Silence, whose drowsy eyelids
are soft leaves,
And whose half-sleeping eyes are the blue
flowers,
On whose still breast the water-lily heaves,
And all her speech the whisper of the
showers.
Made of all things that in
the water sway,
The quiet reed kissing the arrowhead,
The willows murmuring, all a summer day,
“Silence”—sweet
word, and ne’er so softly said
As here along this path of
brooding peace,
Where all things dream, and nothing else
is done
But all such gentle businesses as these
Of leaves and rippling wind, and setting
sun
Turning the stream to a long
lane of gold,
Where the young moon shall walk with feet
of pearl,
And, framed in sleeping lilies, fold on
fold.
Gaze at herself like any mortal girl.
But, after all, trees are perhaps the best expression of silence, massed as they are with the merest hint of movement, and breathing the merest suggestion of a sigh; and seldom have I seen such abundance and variety of trees as along our old canal—cedars and hemlocks and hickory dominating green slopes of rocky pasture, with here and there a clump of silver birches bent over with the strain of last year’s snow; and all along, near by the water, beech and basswood, blue-gum and pin-oak, ash, and even chestnut flourishing still, in defiance of blight. Nor have I ever seen such sheets of water-lilies as starred the swampy thickets, in which elder and hazels and every conceivable bush and shrub and giant grass and cane make wildernesses pathless indeed save to the mink and the water-snake, and the imagination that would fain explore their glimmering recesses.

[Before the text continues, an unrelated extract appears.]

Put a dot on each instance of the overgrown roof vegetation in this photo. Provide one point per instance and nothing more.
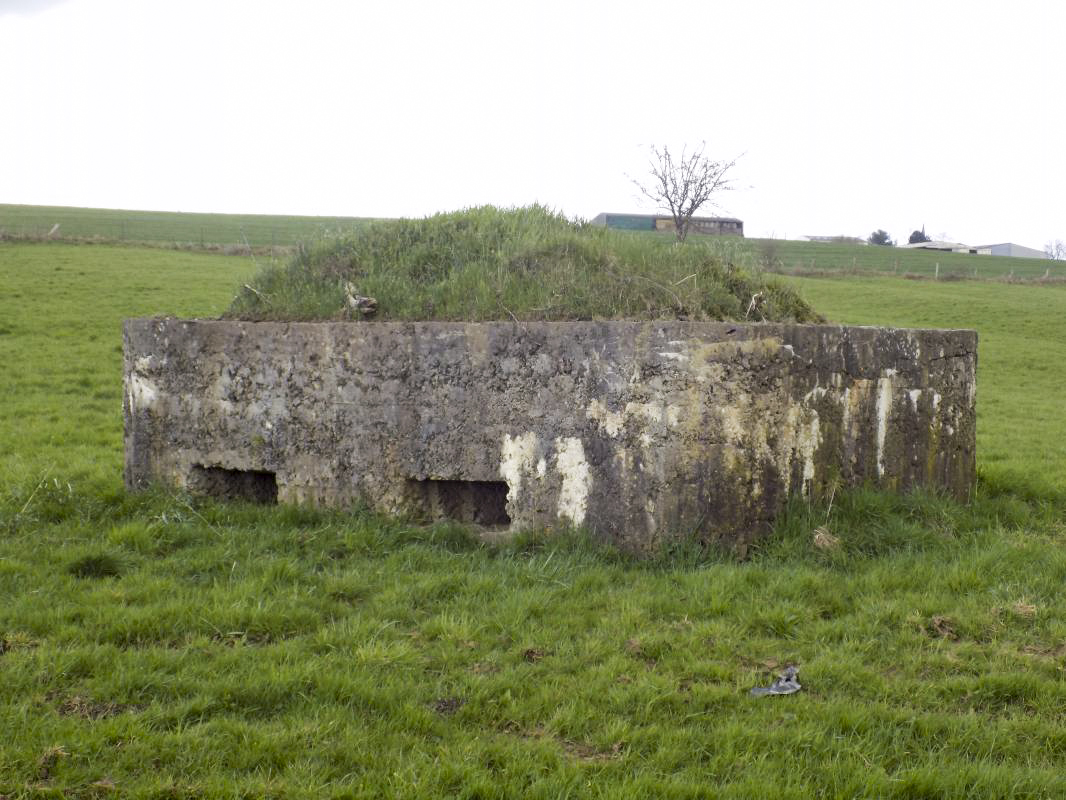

No, nothing except birds and trees, water-lilies and such like happenings, ever happens along the old canal; and our nearest to a human event was our meeting with a lonely, melancholy man, sitting near a moss-grown water-wheel, smoking a corn-cob pipe, and gazing wistfully across at the Ramapo Hills, over which great sunlit clouds were billowing and casting slow-moving shadows. Stopping, we passed him the time of day and inquired when the next barge was due. For answer he took a long draw at his corn-cob, and, taking his eyes for a moment from the landscape, said in a far-away manner that it might be due any time now, as the spring had come and gone, and implying, with a sort of sad humour in his eyes, that spring makes all things possible, brings all things back, even an old slow-moving barge along the old canal.
“What do they carry on the canal?” I asked the melancholy man, the romantic green hush and the gleaming water not irrelevantly flashing on my fancy that far-away immortal picture of the lily-maid of Astolat on her strange journey, with a letter in her hand for Lancelot.
“Coal,” was his answer; and, again drawing at his corn-cob, he added, with a sad and understanding smile, “once in a great while.” Like most melancholy men, he seemed to have brains, in his way, and to have no particular work on hand, except, like ourselves, to dream.